Question

Mole fraction of a nonelectrolyte in aqueous solution is 0.07 if kf is 1.860 mole per kg depression in freezing point delta t f is

Answer 1

Answer:- depression in freezing point of the solution is 7.77 degree C.

Solution:- From given info, mole fraction of the non electrolyte in aqueous solution is 0.07.

Sum of the mole fractions is always 1. So, the mole fraction of the solvent(water) = 1 - 0.07 = 0.93

From mole fractions, there are 0.07 moles of solute and 0.93 moles of solvent.

kf = 1.860 mole per kg

$\Delta Tf=?$

The formula used for this type of problems is:

$\Delta Tf=i*m*kf$

where m is the molality of the solution and i is Van't hoff factor. Since the solute is non electrolyte, the value of i is 1 as it does not ionize to give the ions.

molality is moles of solute per kg of solvent.
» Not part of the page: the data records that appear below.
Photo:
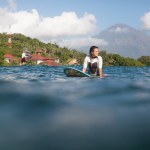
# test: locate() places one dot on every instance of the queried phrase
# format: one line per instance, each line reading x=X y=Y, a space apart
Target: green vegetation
x=19 y=42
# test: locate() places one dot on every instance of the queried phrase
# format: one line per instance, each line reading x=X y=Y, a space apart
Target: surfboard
x=73 y=72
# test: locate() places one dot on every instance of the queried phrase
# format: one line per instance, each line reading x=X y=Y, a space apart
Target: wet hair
x=92 y=49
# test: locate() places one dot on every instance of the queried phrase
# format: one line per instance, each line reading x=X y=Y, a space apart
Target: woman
x=93 y=62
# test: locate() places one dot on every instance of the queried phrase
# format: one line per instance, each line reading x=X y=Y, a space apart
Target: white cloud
x=146 y=21
x=118 y=29
x=12 y=4
x=81 y=42
x=44 y=28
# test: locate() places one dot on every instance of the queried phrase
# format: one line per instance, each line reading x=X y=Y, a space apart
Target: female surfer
x=93 y=62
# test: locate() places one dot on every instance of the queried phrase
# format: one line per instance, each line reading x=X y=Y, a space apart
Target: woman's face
x=95 y=52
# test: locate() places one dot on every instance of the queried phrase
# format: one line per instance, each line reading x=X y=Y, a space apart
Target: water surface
x=41 y=108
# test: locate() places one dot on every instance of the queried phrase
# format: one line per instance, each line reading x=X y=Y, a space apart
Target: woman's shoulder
x=87 y=57
x=100 y=57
mass of solvent(water) = 0.93*18.0 = 16.74 g = 0.01674 kg

molality = $\frac{0.07mol}{0.01674kg}$

molality = 4.18m

Let's plug in the values in the formula to calculate depression in freezing point:

$\Delta Tf=1*4.18*1.860$

$\Delta Tf$ = 7.77

So, depression in freezing point of the solution is 7.77 degree C or kelvin.